Sponsored by:     3M 
Search our Site:

 

Researchers map of genetic variations implicated in disease

27.01.2006


Finding the variants that human history has favoured



Sequence differences in less than 0.2% of the 3-billion-base human genome play a vital role in a bewildering variety of human disease. Today, researchers from the Wellcome Trust Sanger Institute and the Cambridge University’s Cambridge Institute for Medical Research, together with international colleagues report in PLoS Genetics their detailed maps of differences implicated in disease as well as genes that are unchanged in recent human history.

The Major Histocompatibility Complex (MHC) consists of hundreds of genes on human chromosome 6 that are important in most autoimmune conditions, when our biological defences turn on our own systems. The MHC has the major role in type 1 diabetes and rheumatoid arthritis. The MHC is also pivotal in response to infection, including malaria and AIDS.


Genes in the MHC can differ dramatically between people, and the differences among us affect medical events as diverse as tissue transplant rejection, arthritis, asthma and disease resistance. A detailed study of this region in different people will shed light on which genes are most important.

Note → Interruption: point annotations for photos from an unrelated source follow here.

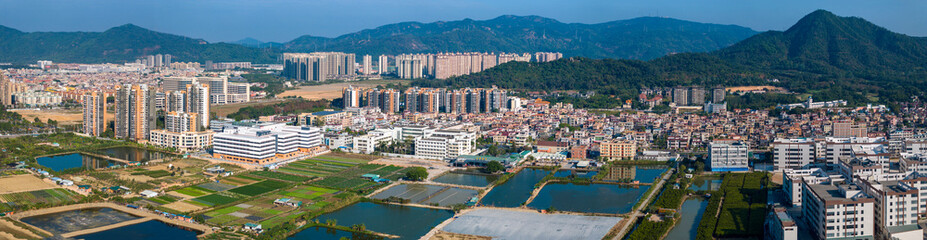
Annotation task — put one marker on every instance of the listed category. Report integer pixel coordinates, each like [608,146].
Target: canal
[516,190]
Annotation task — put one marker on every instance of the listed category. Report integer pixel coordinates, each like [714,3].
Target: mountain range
[638,38]
[823,54]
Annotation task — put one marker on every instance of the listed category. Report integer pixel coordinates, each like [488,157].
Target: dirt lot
[332,91]
[225,110]
[442,235]
[63,116]
[22,183]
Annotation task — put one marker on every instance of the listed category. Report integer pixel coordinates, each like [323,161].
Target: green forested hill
[829,56]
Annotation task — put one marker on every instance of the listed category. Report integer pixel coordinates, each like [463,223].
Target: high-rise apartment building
[197,102]
[351,97]
[368,61]
[135,112]
[383,64]
[318,66]
[94,113]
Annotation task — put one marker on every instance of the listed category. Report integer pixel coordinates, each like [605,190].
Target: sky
[284,20]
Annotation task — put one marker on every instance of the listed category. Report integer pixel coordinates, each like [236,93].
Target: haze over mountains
[638,38]
[830,56]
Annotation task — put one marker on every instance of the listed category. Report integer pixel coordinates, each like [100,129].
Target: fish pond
[591,198]
[516,190]
[405,222]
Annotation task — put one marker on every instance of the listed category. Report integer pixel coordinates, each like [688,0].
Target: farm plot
[280,176]
[194,191]
[259,188]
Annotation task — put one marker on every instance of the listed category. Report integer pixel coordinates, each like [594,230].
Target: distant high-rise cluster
[318,66]
[135,111]
[547,56]
[221,91]
[94,113]
[155,61]
[689,96]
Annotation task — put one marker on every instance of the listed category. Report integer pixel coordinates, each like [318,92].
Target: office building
[135,113]
[793,153]
[94,113]
[264,144]
[838,211]
[726,156]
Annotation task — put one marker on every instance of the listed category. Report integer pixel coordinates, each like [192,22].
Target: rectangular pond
[516,190]
[324,233]
[476,180]
[74,160]
[148,230]
[687,227]
[76,220]
[406,222]
[591,198]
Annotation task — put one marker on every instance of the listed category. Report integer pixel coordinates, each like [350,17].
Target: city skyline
[249,20]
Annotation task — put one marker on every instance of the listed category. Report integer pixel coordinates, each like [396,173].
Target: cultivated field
[332,91]
[20,183]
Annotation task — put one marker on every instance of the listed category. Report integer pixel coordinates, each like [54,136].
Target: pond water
[466,179]
[706,183]
[515,191]
[579,174]
[70,221]
[324,233]
[594,198]
[687,227]
[74,160]
[149,230]
[133,154]
[406,222]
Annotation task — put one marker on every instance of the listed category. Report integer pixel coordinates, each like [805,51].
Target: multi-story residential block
[780,226]
[728,156]
[135,113]
[617,149]
[94,113]
[841,211]
[793,153]
[898,205]
[445,144]
[318,66]
[183,141]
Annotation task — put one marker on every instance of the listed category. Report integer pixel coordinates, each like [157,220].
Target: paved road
[637,212]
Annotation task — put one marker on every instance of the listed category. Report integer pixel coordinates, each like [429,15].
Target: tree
[417,174]
[494,166]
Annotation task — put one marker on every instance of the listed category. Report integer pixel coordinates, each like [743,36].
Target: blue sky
[284,20]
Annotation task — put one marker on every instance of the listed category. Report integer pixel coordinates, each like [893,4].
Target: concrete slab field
[508,224]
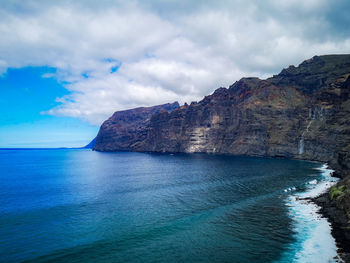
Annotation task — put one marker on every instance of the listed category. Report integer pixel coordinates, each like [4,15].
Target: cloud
[114,55]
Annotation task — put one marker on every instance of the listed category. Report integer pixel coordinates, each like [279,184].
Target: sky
[66,66]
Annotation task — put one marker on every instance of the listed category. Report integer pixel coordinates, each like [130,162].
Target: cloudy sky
[65,66]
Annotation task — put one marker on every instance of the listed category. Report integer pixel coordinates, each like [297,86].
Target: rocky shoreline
[335,207]
[301,113]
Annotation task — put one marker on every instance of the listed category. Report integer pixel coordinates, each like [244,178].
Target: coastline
[313,232]
[338,219]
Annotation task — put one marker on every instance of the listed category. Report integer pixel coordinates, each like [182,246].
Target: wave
[312,232]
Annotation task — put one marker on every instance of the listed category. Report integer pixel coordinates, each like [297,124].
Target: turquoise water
[85,206]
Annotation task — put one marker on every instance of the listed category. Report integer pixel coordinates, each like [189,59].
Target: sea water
[85,206]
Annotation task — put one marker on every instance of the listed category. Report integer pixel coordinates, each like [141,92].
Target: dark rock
[302,113]
[125,130]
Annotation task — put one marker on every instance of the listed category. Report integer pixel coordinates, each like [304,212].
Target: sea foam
[314,242]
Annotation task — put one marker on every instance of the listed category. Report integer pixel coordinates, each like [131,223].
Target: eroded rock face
[303,112]
[125,130]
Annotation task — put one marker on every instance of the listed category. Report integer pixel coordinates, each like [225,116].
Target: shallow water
[85,206]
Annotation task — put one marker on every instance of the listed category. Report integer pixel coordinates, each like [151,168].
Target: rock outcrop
[303,113]
[125,130]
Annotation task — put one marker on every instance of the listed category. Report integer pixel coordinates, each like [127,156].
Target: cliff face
[303,112]
[124,130]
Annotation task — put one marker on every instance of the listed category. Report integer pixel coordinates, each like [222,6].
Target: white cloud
[165,50]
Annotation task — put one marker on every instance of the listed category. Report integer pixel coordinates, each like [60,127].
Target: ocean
[77,205]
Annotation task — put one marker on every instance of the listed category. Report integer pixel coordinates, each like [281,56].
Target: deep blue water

"We analysed the entire MHC region in detail from three individuals that carried different susceptibility to disease," explained Dr Stephan Beck, leader of the team at the Wellcome Trust Sanger Institute. Key differences were then further analysed in a much larger population of 140 DNA samples.

"Within the sea of over 20,000 sequence variations across the 4 million MHC bases, we found one island of stability," continued Dr Beck. "A region of 160,000 bases that is up to 200-fold less variant between chromosomes sharing part of the same HLA type, suggesting these individuals most likely shared a common ancestor as recently as 50,000 years ago."

Swapping of ancestral sequence blocks is a potential mechanism (identity-by-descent) whereby certain gene combinations, which presumably have favoured immunological advantage (e.g. resistance to infectious disease), can spread across haplotypes and populations.

Professor John Trowsdale, at the Department of Pathology, University of Cambridge, said, "The region, called DR-DQ, where we find this island of stability is one of the most variable in our genome, yet in some people it has been ’fixed’. We suggest that ancestral DR-DQ blocks have been shuffled into different MHC backgrounds and subsequently expanded in frequency across European populations.

"These ’fixed’ haplotypes might then have expanded because they protected against infection and disease. We hope to show, in further studies, whether this stable region was a key to disease resistance in our recent past."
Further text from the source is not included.